Leahy ignored the senator. Mitchum said, “Do we know what their next action will be?”

“The leading theory is a biological attack. But it doesn’t matter. Even if they don’t have anything else planned, what they’ve set in motion is enough. With every passing day, the public is howling for action. The president’s hand is being forced.”

“That doesn’t mean it will play our way.”

“Even an intellectual like Clay is going to have to make a decision at some point.” Leahy shrugged. “When he does, it will be through me.”

The senator cut in. “And you’ll make the MOI a cornerstone of that response. I see the method in your madness, but there’s too much madness in your method. We ought to go through channels. Bring it up on the Senate floor, hold Clay accountable in the media.”

You mean make more headlines for yourself. “Too risky. It leaves the door open for people to claim that the MOI justifies the Children of Darwin’s actions.”

“Who would claim that?”

Jesus.

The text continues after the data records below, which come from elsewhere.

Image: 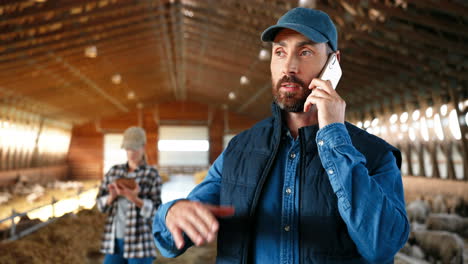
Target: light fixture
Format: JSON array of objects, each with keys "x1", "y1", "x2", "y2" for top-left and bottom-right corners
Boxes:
[
  {"x1": 258, "y1": 48, "x2": 270, "y2": 61},
  {"x1": 111, "y1": 73, "x2": 122, "y2": 84},
  {"x1": 364, "y1": 120, "x2": 370, "y2": 128},
  {"x1": 440, "y1": 104, "x2": 448, "y2": 116},
  {"x1": 298, "y1": 0, "x2": 317, "y2": 8},
  {"x1": 420, "y1": 117, "x2": 429, "y2": 142},
  {"x1": 449, "y1": 109, "x2": 461, "y2": 140},
  {"x1": 228, "y1": 92, "x2": 236, "y2": 100},
  {"x1": 390, "y1": 114, "x2": 398, "y2": 124},
  {"x1": 412, "y1": 110, "x2": 421, "y2": 121},
  {"x1": 426, "y1": 106, "x2": 433, "y2": 118},
  {"x1": 434, "y1": 114, "x2": 444, "y2": 141},
  {"x1": 398, "y1": 133, "x2": 403, "y2": 140},
  {"x1": 374, "y1": 126, "x2": 380, "y2": 135},
  {"x1": 240, "y1": 75, "x2": 250, "y2": 85},
  {"x1": 408, "y1": 127, "x2": 416, "y2": 141},
  {"x1": 380, "y1": 126, "x2": 387, "y2": 135},
  {"x1": 400, "y1": 112, "x2": 408, "y2": 123},
  {"x1": 85, "y1": 46, "x2": 97, "y2": 58},
  {"x1": 400, "y1": 124, "x2": 408, "y2": 132}
]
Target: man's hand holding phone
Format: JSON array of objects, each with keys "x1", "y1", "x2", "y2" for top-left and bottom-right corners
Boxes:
[{"x1": 304, "y1": 53, "x2": 346, "y2": 128}]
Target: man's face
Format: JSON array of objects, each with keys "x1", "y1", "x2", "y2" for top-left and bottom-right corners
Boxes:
[{"x1": 270, "y1": 29, "x2": 328, "y2": 112}]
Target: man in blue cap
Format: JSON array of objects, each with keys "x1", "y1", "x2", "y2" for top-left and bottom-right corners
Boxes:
[{"x1": 153, "y1": 8, "x2": 409, "y2": 264}]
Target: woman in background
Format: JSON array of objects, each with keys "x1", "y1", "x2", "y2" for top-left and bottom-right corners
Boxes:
[{"x1": 97, "y1": 127, "x2": 162, "y2": 264}]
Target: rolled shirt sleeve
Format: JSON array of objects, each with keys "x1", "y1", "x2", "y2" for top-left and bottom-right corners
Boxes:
[
  {"x1": 153, "y1": 154, "x2": 223, "y2": 258},
  {"x1": 316, "y1": 123, "x2": 409, "y2": 263}
]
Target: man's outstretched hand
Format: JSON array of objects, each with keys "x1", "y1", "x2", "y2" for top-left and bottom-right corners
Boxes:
[{"x1": 166, "y1": 200, "x2": 234, "y2": 249}]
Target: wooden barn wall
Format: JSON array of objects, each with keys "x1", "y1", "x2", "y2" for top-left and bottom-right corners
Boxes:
[{"x1": 68, "y1": 102, "x2": 258, "y2": 180}]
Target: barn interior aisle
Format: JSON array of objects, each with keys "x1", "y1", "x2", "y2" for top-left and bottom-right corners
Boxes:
[{"x1": 0, "y1": 0, "x2": 468, "y2": 264}]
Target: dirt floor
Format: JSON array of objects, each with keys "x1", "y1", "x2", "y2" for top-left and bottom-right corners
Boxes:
[
  {"x1": 0, "y1": 180, "x2": 100, "y2": 229},
  {"x1": 0, "y1": 209, "x2": 216, "y2": 264},
  {"x1": 0, "y1": 177, "x2": 468, "y2": 264}
]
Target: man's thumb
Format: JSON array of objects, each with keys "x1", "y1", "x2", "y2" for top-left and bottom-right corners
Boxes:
[{"x1": 208, "y1": 205, "x2": 235, "y2": 217}]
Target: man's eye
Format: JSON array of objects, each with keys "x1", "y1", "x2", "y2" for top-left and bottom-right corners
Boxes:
[{"x1": 275, "y1": 50, "x2": 284, "y2": 56}]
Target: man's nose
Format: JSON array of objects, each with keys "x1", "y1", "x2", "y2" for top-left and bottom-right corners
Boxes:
[{"x1": 283, "y1": 56, "x2": 299, "y2": 75}]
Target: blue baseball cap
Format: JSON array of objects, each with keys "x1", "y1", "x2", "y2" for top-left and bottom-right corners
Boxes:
[{"x1": 262, "y1": 7, "x2": 338, "y2": 51}]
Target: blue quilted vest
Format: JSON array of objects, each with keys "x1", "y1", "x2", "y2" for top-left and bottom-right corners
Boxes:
[{"x1": 217, "y1": 104, "x2": 401, "y2": 264}]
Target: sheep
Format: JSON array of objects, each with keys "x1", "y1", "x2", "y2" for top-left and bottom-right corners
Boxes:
[
  {"x1": 431, "y1": 194, "x2": 448, "y2": 214},
  {"x1": 0, "y1": 192, "x2": 11, "y2": 204},
  {"x1": 452, "y1": 197, "x2": 468, "y2": 217},
  {"x1": 409, "y1": 231, "x2": 464, "y2": 264},
  {"x1": 426, "y1": 214, "x2": 468, "y2": 238},
  {"x1": 406, "y1": 200, "x2": 430, "y2": 223},
  {"x1": 394, "y1": 253, "x2": 429, "y2": 264}
]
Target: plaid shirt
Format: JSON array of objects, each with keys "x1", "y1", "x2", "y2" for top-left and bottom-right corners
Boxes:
[{"x1": 96, "y1": 164, "x2": 162, "y2": 258}]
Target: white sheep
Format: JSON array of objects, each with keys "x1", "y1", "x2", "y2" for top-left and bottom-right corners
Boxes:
[
  {"x1": 426, "y1": 214, "x2": 468, "y2": 238},
  {"x1": 406, "y1": 200, "x2": 430, "y2": 223},
  {"x1": 431, "y1": 194, "x2": 448, "y2": 214},
  {"x1": 394, "y1": 253, "x2": 429, "y2": 264},
  {"x1": 410, "y1": 231, "x2": 464, "y2": 264}
]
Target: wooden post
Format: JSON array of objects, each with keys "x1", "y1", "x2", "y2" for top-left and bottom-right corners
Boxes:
[{"x1": 448, "y1": 83, "x2": 468, "y2": 181}]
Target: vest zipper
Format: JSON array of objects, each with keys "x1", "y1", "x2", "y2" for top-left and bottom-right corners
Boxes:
[
  {"x1": 242, "y1": 111, "x2": 282, "y2": 264},
  {"x1": 297, "y1": 128, "x2": 306, "y2": 264}
]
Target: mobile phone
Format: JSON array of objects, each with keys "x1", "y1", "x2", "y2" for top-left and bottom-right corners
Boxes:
[{"x1": 319, "y1": 53, "x2": 342, "y2": 89}]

Really? “The COD.”

Richard scoffed. “You think they’re going to issue a press release?”

“If they say they’ll return everything to normal if we scrap the bill, do you think people in Cleveland or Tulsa or Fresno will say, ‘No, thanks, we’ll starve for our principles’?” He turned to Mitchum. “Sir, if we open the MOI up for discussion, that’s the ball game. We’re negotiating with terrorists, and from an inferior position.”

Mitchum tapped two fingers on his desk. After a moment, he said, “You’re certain of this, Owen?”

“Yes, sir. I’ve got this under control.” The words were no sooner out of his mouth than he regretted them. Under control? You’re banking on a group of abnorm terrorists and a president with the fortitude of a noodle.

The same thought seemed to be playing in Mitchum’s mind. “All right, Owen,” he said with the look of a lion eyeing a gazelle straying from the herd. “So long as you’re sure.”

Leahy nodded, forced a smile. Mitchum made you, and he can break you.

You better control this—or you’re going to be dinner.